One of the goals I made this year, was to practice paying attention to what I think about and how I think. And that includes practicing staying in the  present moment. I took this on because I spent so much time hurrying through what I was doing to get to the next thing on my to do list, worrying about the future, or regretting something from the past.  I was literally missing my day to day life.

I share this because I’ve just moved house and the process of moving took me right out of being present. I seemed to constantly be projecting into the future: being concerned about what I would or wouldn’t be needing, and trying to imagine life in a new neighborhood and environment.

Yesterday I was swiftly and abruptly brought back to the present, because yesterday, I helped move my mother into a long term care facility.
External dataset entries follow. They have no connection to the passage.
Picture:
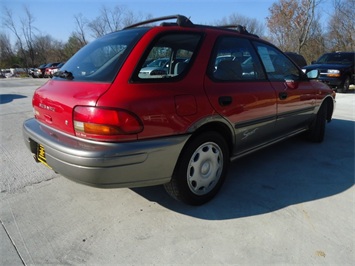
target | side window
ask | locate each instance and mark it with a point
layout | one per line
(235, 60)
(170, 56)
(278, 67)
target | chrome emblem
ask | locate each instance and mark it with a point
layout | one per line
(46, 107)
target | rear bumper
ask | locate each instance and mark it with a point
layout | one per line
(101, 164)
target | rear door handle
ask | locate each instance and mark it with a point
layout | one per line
(283, 95)
(225, 100)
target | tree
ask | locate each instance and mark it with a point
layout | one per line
(80, 33)
(7, 56)
(290, 23)
(341, 27)
(24, 34)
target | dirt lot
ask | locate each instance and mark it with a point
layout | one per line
(292, 203)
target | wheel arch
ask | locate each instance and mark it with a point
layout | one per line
(215, 124)
(329, 101)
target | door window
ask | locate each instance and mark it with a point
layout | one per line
(235, 60)
(278, 67)
(169, 57)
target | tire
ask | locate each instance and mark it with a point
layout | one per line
(316, 130)
(200, 170)
(346, 85)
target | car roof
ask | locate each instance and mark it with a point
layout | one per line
(185, 22)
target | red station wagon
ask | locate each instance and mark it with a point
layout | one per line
(103, 122)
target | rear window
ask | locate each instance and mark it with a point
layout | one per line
(101, 60)
(337, 58)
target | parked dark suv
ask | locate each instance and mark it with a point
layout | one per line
(101, 122)
(336, 69)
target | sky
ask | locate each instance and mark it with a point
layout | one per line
(56, 17)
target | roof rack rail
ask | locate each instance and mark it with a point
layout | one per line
(239, 28)
(180, 21)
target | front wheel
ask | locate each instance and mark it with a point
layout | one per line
(200, 170)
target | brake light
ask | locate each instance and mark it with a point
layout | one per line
(105, 124)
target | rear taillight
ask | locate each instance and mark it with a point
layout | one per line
(105, 124)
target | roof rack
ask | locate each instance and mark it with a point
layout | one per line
(180, 21)
(239, 28)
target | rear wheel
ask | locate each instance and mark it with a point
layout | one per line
(317, 128)
(200, 170)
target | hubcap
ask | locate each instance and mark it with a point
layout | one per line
(205, 168)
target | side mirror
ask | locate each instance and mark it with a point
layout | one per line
(313, 74)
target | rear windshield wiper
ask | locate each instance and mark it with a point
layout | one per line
(64, 74)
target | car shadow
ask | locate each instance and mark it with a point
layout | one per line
(291, 172)
(7, 98)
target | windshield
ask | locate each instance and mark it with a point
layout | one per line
(101, 60)
(336, 58)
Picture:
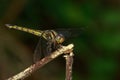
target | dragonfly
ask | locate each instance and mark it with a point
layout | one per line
(52, 38)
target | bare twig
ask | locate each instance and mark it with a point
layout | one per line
(42, 62)
(69, 62)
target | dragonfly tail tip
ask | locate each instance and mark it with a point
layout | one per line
(8, 25)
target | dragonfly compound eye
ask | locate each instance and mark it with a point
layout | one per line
(60, 38)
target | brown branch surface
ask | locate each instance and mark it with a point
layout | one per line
(69, 63)
(42, 62)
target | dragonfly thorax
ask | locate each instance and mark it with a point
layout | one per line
(60, 38)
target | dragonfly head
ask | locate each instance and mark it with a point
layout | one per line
(60, 38)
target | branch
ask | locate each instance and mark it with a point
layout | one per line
(69, 63)
(41, 63)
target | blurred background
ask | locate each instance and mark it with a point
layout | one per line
(97, 48)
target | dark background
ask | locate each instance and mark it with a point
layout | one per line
(97, 49)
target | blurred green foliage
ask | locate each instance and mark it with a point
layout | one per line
(96, 49)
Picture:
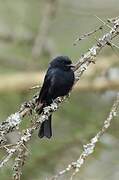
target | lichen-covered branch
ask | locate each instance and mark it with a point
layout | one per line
(89, 148)
(14, 120)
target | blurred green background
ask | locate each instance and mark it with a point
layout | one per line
(83, 114)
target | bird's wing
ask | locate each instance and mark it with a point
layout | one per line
(45, 87)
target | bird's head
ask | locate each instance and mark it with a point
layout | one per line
(62, 62)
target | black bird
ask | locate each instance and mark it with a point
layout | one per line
(58, 81)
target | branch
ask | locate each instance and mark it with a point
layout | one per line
(89, 148)
(14, 120)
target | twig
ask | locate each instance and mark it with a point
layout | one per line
(89, 148)
(87, 35)
(14, 120)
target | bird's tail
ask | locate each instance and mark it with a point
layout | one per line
(46, 129)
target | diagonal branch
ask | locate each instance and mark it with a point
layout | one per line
(89, 148)
(14, 120)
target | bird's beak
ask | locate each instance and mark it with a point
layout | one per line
(71, 65)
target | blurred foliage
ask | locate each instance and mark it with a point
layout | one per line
(83, 114)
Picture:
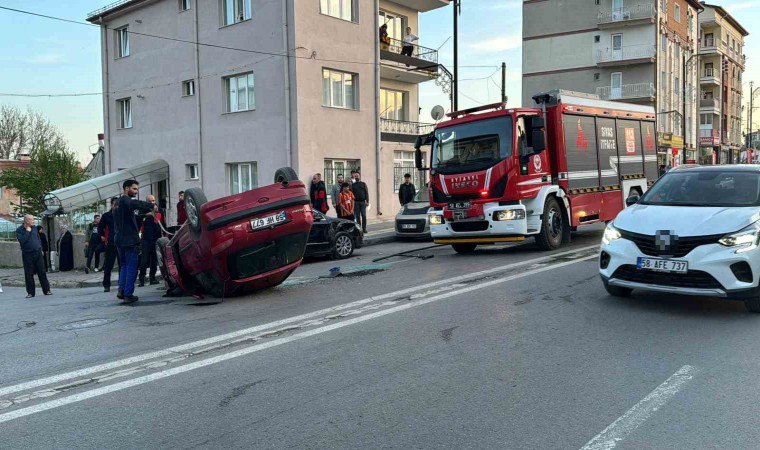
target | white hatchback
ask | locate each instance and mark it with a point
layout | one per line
(696, 231)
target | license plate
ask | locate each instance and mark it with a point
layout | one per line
(268, 221)
(662, 265)
(459, 205)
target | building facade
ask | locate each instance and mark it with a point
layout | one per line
(721, 68)
(635, 51)
(230, 90)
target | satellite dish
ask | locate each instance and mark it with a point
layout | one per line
(437, 112)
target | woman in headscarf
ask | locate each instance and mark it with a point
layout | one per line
(65, 250)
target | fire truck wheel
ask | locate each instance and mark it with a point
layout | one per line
(550, 237)
(464, 249)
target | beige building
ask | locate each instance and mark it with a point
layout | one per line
(234, 89)
(721, 68)
(636, 51)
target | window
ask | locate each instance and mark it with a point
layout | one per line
(188, 88)
(243, 177)
(340, 9)
(239, 90)
(235, 11)
(125, 112)
(339, 89)
(191, 171)
(122, 42)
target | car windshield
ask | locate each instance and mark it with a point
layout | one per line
(472, 146)
(705, 188)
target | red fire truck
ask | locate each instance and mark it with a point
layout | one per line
(500, 174)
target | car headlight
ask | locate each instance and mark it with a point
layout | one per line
(610, 234)
(746, 239)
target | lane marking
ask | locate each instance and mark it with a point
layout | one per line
(45, 406)
(172, 351)
(625, 424)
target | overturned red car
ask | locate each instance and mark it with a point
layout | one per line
(241, 243)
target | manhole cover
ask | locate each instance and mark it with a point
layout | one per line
(88, 323)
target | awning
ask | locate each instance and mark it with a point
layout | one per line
(99, 189)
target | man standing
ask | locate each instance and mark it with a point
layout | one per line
(127, 238)
(151, 232)
(361, 199)
(31, 255)
(94, 246)
(406, 191)
(107, 235)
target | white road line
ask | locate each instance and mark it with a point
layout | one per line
(216, 339)
(45, 406)
(625, 424)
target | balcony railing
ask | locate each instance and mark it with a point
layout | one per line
(626, 91)
(404, 127)
(630, 53)
(635, 12)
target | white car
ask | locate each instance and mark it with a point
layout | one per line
(694, 232)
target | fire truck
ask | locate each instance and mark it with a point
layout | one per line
(501, 174)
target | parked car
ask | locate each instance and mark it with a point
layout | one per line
(412, 220)
(240, 243)
(694, 232)
(333, 237)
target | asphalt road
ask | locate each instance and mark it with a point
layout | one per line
(506, 348)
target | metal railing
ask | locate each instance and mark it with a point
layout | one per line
(418, 51)
(626, 91)
(629, 53)
(404, 127)
(635, 12)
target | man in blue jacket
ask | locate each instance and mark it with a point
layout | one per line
(128, 239)
(31, 255)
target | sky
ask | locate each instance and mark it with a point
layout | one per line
(41, 56)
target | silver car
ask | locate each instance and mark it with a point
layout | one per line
(412, 220)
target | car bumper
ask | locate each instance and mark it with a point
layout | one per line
(709, 271)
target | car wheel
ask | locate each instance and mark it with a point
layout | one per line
(194, 199)
(285, 175)
(343, 246)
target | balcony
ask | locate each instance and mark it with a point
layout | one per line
(626, 16)
(634, 54)
(639, 92)
(421, 66)
(402, 131)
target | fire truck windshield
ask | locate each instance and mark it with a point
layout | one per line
(472, 146)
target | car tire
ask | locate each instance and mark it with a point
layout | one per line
(194, 199)
(464, 249)
(285, 175)
(343, 245)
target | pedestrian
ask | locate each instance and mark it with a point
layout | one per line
(107, 237)
(45, 246)
(406, 191)
(361, 200)
(181, 213)
(151, 232)
(65, 247)
(31, 255)
(94, 245)
(409, 39)
(127, 238)
(318, 194)
(346, 203)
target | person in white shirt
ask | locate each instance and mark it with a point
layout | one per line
(409, 39)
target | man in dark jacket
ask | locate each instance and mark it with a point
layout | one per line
(151, 232)
(128, 238)
(406, 191)
(31, 255)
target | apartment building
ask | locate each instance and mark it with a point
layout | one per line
(216, 98)
(721, 68)
(635, 51)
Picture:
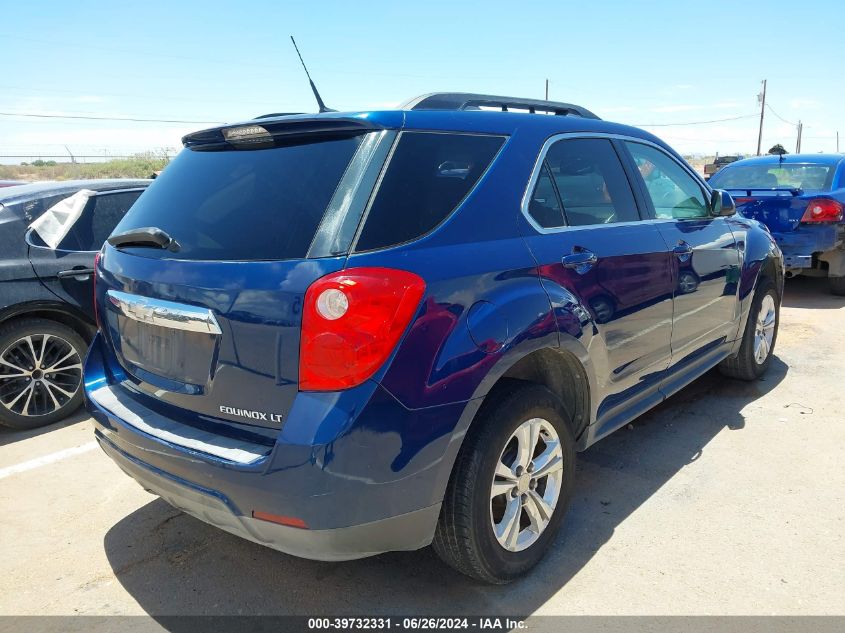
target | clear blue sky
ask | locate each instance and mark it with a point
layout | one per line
(635, 62)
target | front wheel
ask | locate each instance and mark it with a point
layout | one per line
(758, 340)
(510, 487)
(40, 372)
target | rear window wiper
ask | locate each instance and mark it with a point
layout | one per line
(145, 236)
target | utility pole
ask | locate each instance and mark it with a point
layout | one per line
(762, 98)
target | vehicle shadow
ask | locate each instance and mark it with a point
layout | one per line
(10, 436)
(173, 564)
(810, 293)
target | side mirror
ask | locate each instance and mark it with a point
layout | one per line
(722, 203)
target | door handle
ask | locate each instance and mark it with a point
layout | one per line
(683, 250)
(75, 272)
(581, 260)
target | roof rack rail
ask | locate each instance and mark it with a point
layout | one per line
(471, 101)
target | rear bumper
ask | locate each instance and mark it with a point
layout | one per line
(364, 474)
(800, 245)
(409, 531)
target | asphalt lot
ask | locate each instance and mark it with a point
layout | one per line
(726, 499)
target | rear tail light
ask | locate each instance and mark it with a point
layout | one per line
(94, 278)
(823, 210)
(351, 322)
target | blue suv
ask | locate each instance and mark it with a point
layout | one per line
(349, 333)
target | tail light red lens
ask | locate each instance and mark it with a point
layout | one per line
(94, 278)
(351, 322)
(823, 210)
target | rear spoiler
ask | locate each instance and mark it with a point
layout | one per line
(284, 127)
(794, 191)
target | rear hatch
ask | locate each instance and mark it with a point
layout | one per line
(210, 325)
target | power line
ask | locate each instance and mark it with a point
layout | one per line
(734, 118)
(107, 118)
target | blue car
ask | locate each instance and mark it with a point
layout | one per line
(801, 198)
(348, 333)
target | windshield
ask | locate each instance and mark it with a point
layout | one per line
(806, 176)
(243, 204)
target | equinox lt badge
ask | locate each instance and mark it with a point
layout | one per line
(253, 415)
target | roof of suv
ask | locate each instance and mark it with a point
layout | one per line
(557, 118)
(22, 193)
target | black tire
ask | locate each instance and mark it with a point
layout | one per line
(59, 335)
(744, 365)
(465, 537)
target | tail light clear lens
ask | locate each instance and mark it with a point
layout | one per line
(94, 278)
(351, 322)
(823, 210)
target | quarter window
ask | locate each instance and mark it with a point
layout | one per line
(544, 206)
(591, 183)
(98, 219)
(427, 178)
(674, 193)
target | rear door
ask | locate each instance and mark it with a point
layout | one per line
(590, 240)
(706, 256)
(67, 270)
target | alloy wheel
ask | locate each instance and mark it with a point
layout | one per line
(39, 374)
(764, 330)
(526, 485)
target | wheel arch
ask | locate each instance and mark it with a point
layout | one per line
(51, 311)
(565, 370)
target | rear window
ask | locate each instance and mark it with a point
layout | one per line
(807, 176)
(428, 176)
(253, 204)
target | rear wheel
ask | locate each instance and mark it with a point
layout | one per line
(758, 341)
(40, 372)
(510, 487)
(837, 285)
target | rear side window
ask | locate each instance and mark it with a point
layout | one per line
(428, 176)
(243, 204)
(674, 193)
(591, 182)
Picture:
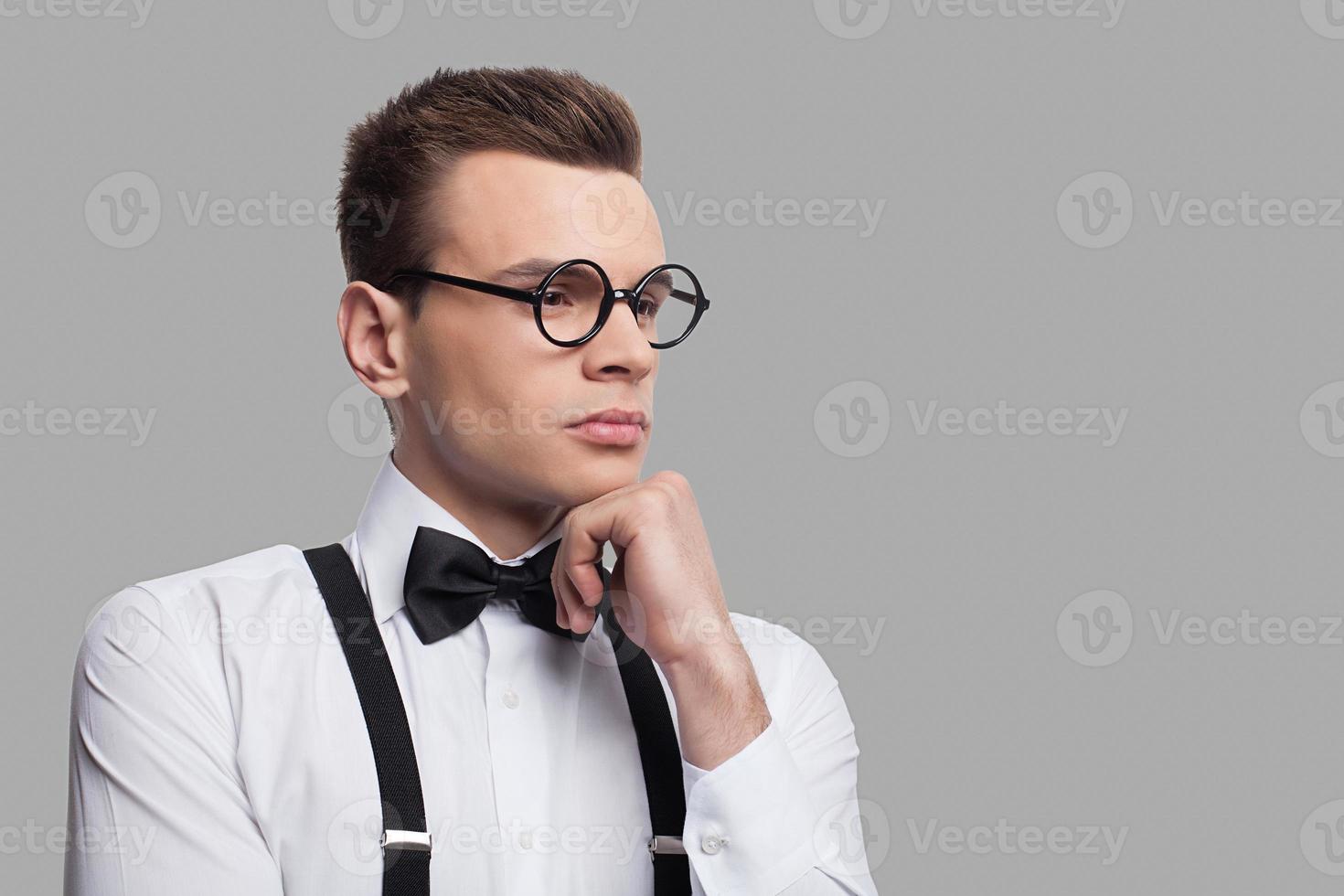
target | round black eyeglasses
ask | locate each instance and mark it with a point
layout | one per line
(575, 298)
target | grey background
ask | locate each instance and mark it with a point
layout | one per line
(964, 549)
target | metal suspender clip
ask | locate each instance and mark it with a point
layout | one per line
(409, 840)
(666, 847)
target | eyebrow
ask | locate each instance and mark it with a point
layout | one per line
(531, 269)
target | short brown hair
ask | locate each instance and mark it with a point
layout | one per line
(398, 155)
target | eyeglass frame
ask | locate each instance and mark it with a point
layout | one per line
(609, 295)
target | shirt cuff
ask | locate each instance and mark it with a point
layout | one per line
(749, 821)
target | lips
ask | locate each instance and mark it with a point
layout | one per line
(613, 426)
(614, 415)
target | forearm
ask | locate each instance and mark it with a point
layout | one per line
(720, 703)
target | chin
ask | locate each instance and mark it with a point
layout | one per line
(594, 478)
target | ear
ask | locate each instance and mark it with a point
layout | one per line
(372, 328)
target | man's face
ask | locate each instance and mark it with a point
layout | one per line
(486, 392)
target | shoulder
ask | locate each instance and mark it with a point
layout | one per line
(788, 667)
(168, 620)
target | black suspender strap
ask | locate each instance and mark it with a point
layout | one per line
(660, 755)
(406, 838)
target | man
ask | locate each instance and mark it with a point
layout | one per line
(460, 698)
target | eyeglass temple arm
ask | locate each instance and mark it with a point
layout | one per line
(494, 289)
(689, 297)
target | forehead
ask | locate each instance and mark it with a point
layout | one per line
(502, 208)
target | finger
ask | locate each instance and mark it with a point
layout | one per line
(562, 614)
(585, 535)
(580, 617)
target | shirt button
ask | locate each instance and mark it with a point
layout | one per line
(714, 844)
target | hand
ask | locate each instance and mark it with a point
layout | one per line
(667, 598)
(664, 587)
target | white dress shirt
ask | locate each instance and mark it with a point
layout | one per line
(217, 744)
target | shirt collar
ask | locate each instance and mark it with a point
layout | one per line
(386, 528)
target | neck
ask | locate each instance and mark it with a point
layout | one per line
(506, 526)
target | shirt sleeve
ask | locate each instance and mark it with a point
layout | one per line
(781, 816)
(157, 805)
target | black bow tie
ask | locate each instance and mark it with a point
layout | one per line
(449, 581)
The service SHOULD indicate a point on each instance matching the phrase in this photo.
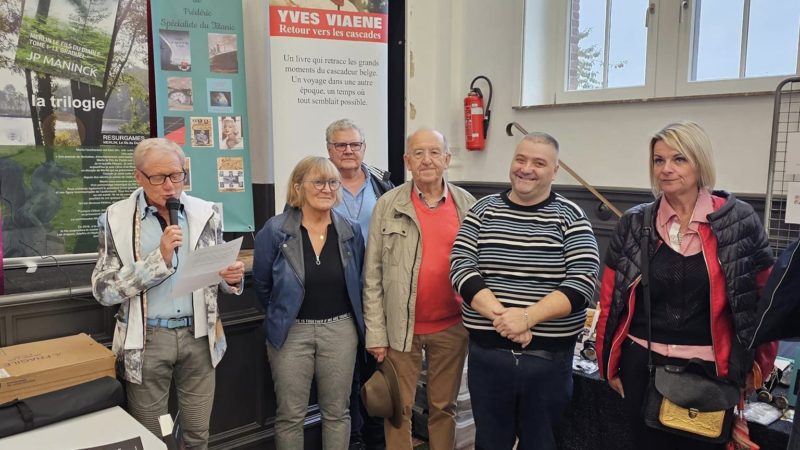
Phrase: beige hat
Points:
(381, 394)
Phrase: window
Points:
(607, 44)
(639, 49)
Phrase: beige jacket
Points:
(391, 266)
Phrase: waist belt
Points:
(544, 354)
(328, 320)
(179, 322)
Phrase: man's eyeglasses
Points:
(342, 146)
(320, 184)
(419, 153)
(157, 180)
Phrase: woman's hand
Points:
(616, 384)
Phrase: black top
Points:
(680, 299)
(325, 287)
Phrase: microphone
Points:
(173, 205)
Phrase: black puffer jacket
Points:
(743, 252)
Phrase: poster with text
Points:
(73, 104)
(328, 61)
(67, 38)
(200, 81)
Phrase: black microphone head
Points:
(174, 203)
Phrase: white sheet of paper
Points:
(792, 203)
(202, 266)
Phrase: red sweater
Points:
(438, 306)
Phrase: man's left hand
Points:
(511, 322)
(523, 338)
(233, 274)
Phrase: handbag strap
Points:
(644, 263)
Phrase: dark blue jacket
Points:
(279, 271)
(779, 310)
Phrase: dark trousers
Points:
(518, 396)
(368, 430)
(635, 379)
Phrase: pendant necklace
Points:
(321, 238)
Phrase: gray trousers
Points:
(327, 352)
(175, 354)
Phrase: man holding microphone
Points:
(142, 240)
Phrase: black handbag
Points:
(683, 400)
(17, 416)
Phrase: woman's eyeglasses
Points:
(320, 184)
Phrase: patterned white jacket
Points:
(121, 278)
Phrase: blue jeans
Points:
(520, 396)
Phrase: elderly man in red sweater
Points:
(409, 303)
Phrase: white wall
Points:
(452, 41)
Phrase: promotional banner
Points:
(201, 101)
(73, 104)
(328, 60)
(2, 274)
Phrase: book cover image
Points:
(223, 55)
(68, 39)
(176, 54)
(179, 94)
(220, 95)
(202, 132)
(175, 129)
(187, 182)
(230, 174)
(230, 133)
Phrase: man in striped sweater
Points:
(525, 262)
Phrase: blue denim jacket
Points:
(278, 270)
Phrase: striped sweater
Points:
(522, 253)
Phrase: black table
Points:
(596, 420)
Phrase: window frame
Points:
(670, 29)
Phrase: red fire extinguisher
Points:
(476, 117)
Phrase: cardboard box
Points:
(45, 366)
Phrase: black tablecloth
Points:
(596, 421)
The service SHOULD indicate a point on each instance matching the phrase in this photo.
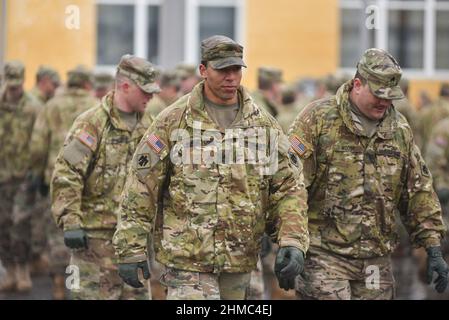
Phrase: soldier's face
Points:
(221, 85)
(370, 105)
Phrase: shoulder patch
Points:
(155, 143)
(298, 145)
(87, 139)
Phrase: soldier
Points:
(89, 175)
(207, 217)
(431, 115)
(103, 83)
(188, 76)
(170, 85)
(269, 93)
(17, 115)
(49, 132)
(47, 81)
(362, 166)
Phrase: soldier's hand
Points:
(443, 195)
(436, 263)
(128, 272)
(75, 239)
(289, 264)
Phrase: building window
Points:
(416, 32)
(127, 26)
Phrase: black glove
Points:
(435, 262)
(75, 239)
(289, 264)
(443, 195)
(128, 272)
(265, 246)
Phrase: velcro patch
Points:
(298, 145)
(87, 139)
(155, 143)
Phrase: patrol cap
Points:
(221, 52)
(14, 73)
(271, 74)
(139, 70)
(78, 76)
(103, 80)
(48, 71)
(382, 72)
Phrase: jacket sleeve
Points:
(70, 173)
(139, 200)
(420, 208)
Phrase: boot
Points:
(23, 279)
(58, 287)
(39, 265)
(8, 282)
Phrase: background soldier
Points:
(103, 83)
(17, 115)
(89, 176)
(362, 166)
(269, 93)
(47, 81)
(213, 214)
(50, 129)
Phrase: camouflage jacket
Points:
(16, 124)
(51, 127)
(357, 184)
(211, 215)
(91, 168)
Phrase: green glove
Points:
(128, 272)
(289, 264)
(443, 195)
(435, 262)
(75, 239)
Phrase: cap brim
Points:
(150, 88)
(227, 62)
(383, 92)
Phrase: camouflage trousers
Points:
(98, 275)
(329, 276)
(188, 285)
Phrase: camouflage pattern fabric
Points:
(213, 214)
(98, 275)
(357, 184)
(329, 276)
(188, 285)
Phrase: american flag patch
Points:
(87, 139)
(298, 145)
(155, 143)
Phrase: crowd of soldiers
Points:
(88, 179)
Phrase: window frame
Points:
(430, 9)
(140, 45)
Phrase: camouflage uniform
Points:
(356, 185)
(88, 179)
(207, 219)
(50, 130)
(16, 123)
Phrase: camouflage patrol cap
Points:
(221, 52)
(48, 71)
(78, 76)
(103, 80)
(382, 72)
(14, 73)
(271, 74)
(139, 70)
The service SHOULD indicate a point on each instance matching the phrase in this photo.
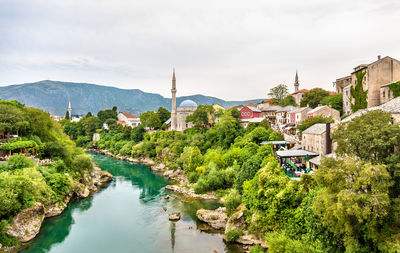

When I first heard the term dementia being used in with reference to my mom, my first reaction was fear. What if she gets to the point that she doesn’t recognize me and my siblings? What if she loses the memories of her life? This is so unfair! What if.

And then yesterday I got it.

Watching my mother and being with her, I mean really being with her – not just moving stuff around and getting her organized, but truly being present as she ebbed and flowed with different emotions, concerns and questions, I so clearly saw that we only have right now. This moment. And I shifted from sadness, and thinking I was losing my mom to recognizing that this too, is perfect.

She is still my mom and she is still teaching me.

My letting go of the way it used to be, of the way I want her to be, gives both of us freedom. She has the freedom to show up exactly as she is and exactly as she isn’t and I am free to love her, regardless of the personality that accompanies her on any given day.

I’m learning that fear ~ of anything, does not exist in the here and now. It only exists in the future! It lives in every single what if we think or say. So by staying in this moment, keeping focused on right now, there is no fear.

I’ve heard it said that 2 things cannot co exist in the same space at the same time, so where there is love, there cannot be fear. And equally, where there is fear, love will be missing.

The best way to let someone know you love them is to be present with them. Not half listening to them while on Facebook or texting or watching TV. Turn around, make eye contact, and be with them.

When you freely give your love in this way, it has no choice but to circle back. That is one of the fundamental laws of the Universe.

So if I keep my attention on the present, on this moment, there’s no fear, worry or anxiety. There’s only love that goes out to the person or people I’m present to, and eventually it circles back to me.

So I’m practicing being present, showing up in this moment.  And what my mother is teaching me, is that when I’m present to others, I’m automatically present to myself and I’m no longer missing out on my life. I’m experiencing it moment by moment.

Now that is a lesson worth learning.